A z-test is the simplest NHST and tests the H0 that a sample’s dependent variable mean and a population’s dependent variable mean are equal. If H0 is retained, then the difference between means is no greater than what would be expected from sampling error. If the H0 is rejected, it is not a good statistical model for the data.
When conducting NHSTs, it is possible to make the wrong decision about the H0. A Type I error occurs when a person rejects a H0 that is actually true. A Type II error occurs when a person retains a H0 that is actually false. It is impossible to know whether a correct decision has been made or not.
All the NHSTs in previous chapters compare two dependent variable means. When there are three or more group means, it is possible to use unpaired two-sample t-tests for each pair of group means, but there are two problems with this strategy. First, as the number of groups increases, the number of t-tests required increases faster. Second, the risk of Type I error increases with each additional t-test.

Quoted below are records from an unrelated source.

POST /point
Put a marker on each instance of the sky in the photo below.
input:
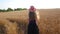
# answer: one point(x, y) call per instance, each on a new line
point(39, 4)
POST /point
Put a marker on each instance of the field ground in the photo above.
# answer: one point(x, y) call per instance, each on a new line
point(49, 22)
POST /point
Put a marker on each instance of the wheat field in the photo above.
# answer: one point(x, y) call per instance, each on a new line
point(16, 22)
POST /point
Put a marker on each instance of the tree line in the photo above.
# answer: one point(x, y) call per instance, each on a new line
point(10, 9)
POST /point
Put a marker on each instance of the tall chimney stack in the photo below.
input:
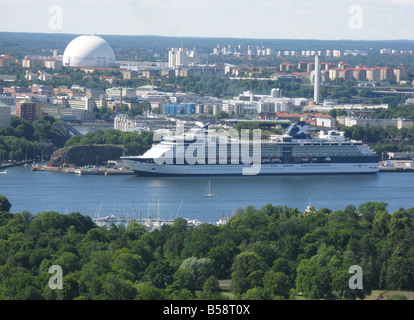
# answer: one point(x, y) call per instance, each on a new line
point(317, 80)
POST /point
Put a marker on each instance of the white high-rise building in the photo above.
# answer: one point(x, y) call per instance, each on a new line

The analysis of variance (ANOVA) fixes both problems. Its null hypothesis is that all group means are equal. ANOVA follows the same eight steps as other NHST procedures. ANOVA produces an effect size, η2. The η2 effect size can be interpreted in two ways. First, η2 quantifies the percentage of dependent variable variance that is shared with the independent variable’s variance. Second, η2 measures how much better the group mean functions as a predicted score when compared to the grand mean.
ANOVA only says whether a difference exists – not which means differ from other means. To determine this, a post hoc test is frequently performed. The most common procedure is Tukey’s test. This helps researchers identify the location of the difference(s).